The BPS models have coverage in the following areas: Sales & Relationship Management; KYC/Account Opening; Lending; Card Products Administration; Commercial / Syndicated Lending; Mortgages; Trade Finance; Savings, Investments & Term Deposits; Transfer Services; Payments -Direct Debit / Credit Transfer / Deposit / Withdrawal; Cash Management; Wealth Management; Product & Marketing Management; Regulatory & Compliance; Best Execution/MiFID; Trade Processing; Corporate Actions; Asset & Liability Management; and Human Resource Administration.

== Insurance ==
Contains products containing data, process and services models primarily focused on Data Warehouse and Services Oriented Architecture domains.

=== IBM Insurance Application Architecture (IAA) ===
The Insurance Application Architecture (IAA) is a comprehensive set of insurance specific models that represents best practices in insurance and is a natural extension to the Component Business Model. The IAA models provide the insurance specific business content to accelerate the projects that result from moving to an On Demand Business and pick up the definition of the components that take you there. IAA describes the business of the insurer and is an efficient communication bridge between business and technology communities. It is designed to be readily accessible to business users and by focusing on industry issues such as Sales and Customer Services, Marketing and Analytics, Customer Relationship Management, Policy Administration, Product Development, Insurance Claims and Risk and Compliance.

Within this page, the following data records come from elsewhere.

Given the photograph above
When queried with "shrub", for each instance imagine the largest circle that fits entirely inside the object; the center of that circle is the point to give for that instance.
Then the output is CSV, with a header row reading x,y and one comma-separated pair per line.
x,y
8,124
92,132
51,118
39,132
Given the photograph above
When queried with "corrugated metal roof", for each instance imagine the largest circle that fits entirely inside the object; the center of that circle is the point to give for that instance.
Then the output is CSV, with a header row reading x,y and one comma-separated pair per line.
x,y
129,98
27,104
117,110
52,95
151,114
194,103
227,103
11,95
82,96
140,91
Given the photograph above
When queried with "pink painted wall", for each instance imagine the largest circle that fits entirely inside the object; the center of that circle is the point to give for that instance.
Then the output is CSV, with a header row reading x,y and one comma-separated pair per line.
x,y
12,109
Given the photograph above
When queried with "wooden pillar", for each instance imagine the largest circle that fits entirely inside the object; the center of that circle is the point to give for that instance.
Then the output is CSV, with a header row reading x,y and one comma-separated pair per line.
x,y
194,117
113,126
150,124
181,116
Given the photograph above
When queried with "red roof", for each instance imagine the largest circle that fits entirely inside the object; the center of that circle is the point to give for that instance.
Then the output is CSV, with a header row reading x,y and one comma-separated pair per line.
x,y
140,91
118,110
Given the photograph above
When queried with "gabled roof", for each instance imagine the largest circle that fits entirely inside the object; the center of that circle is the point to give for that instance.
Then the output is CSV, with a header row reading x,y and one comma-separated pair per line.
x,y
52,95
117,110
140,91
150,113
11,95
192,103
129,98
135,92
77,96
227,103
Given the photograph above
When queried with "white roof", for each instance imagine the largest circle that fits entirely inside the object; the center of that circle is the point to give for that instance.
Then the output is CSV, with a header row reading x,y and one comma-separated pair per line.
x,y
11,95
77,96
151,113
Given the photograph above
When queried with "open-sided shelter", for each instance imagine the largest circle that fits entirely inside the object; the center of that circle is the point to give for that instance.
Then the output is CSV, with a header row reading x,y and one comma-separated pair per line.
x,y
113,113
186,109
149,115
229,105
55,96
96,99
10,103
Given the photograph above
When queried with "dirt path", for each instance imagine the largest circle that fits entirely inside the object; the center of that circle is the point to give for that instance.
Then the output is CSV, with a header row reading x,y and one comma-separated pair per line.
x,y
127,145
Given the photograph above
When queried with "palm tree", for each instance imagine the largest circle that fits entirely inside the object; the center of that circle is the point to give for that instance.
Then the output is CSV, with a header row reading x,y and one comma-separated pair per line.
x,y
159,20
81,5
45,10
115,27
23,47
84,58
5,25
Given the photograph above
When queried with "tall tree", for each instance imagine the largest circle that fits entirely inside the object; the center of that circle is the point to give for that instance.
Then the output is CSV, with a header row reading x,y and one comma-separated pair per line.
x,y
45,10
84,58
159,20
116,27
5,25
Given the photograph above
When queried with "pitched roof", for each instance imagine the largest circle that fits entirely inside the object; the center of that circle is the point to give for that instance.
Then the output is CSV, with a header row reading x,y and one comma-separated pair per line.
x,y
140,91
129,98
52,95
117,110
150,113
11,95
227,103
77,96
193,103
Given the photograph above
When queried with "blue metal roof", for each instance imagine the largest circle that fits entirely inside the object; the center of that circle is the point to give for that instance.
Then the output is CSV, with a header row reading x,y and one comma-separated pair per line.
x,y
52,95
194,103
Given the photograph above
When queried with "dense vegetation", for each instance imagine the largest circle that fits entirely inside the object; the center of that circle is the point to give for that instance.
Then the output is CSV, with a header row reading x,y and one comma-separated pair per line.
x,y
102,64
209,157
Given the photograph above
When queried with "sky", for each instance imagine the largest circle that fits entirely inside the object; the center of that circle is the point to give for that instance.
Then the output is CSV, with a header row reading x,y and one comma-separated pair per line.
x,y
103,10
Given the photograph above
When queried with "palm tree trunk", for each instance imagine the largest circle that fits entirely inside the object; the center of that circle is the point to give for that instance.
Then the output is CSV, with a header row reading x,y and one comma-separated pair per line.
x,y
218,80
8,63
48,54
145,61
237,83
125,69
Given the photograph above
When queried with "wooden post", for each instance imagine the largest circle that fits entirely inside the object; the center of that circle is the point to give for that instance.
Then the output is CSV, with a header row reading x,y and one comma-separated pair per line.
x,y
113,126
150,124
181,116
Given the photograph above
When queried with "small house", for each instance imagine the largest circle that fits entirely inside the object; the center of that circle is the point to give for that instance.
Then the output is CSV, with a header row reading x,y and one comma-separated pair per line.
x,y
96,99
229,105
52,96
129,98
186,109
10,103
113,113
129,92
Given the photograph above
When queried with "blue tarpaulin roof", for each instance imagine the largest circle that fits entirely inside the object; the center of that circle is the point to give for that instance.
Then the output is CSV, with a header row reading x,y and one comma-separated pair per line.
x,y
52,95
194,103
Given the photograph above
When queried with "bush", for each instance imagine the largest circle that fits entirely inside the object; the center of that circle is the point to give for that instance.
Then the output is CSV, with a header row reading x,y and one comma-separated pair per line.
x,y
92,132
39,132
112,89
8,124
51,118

The IAA models have coverage in the following areas: LOB Customer Acquisition (Individual Insurance), LOB Underwriting (Individual Insurance), LOB Customer Acquisition (Group Insurance), LOB Policy Administration (Individual), LOB Claim Management (Individual), LOB Policy Administration / Claim (Group), Financial Transaction / Investment, Reinsurance Management, Intermediary Management, Provider Management, Human Resource Management, Customer Relationship Management, Marketing Management, Product Development, Risk Policy Management, Risk Mitigation and Assessment, and Risk Reporting and Review.

== Other industries ==
- Healthcare : Contains products containing data models primarily focused on the Data Warehouse domain.
- Telecommunications : Contains products containing data models primarily focused on the Data Warehouse domain.
- Retail : Contains products containing data models primarily focused on the Data Warehouse domain.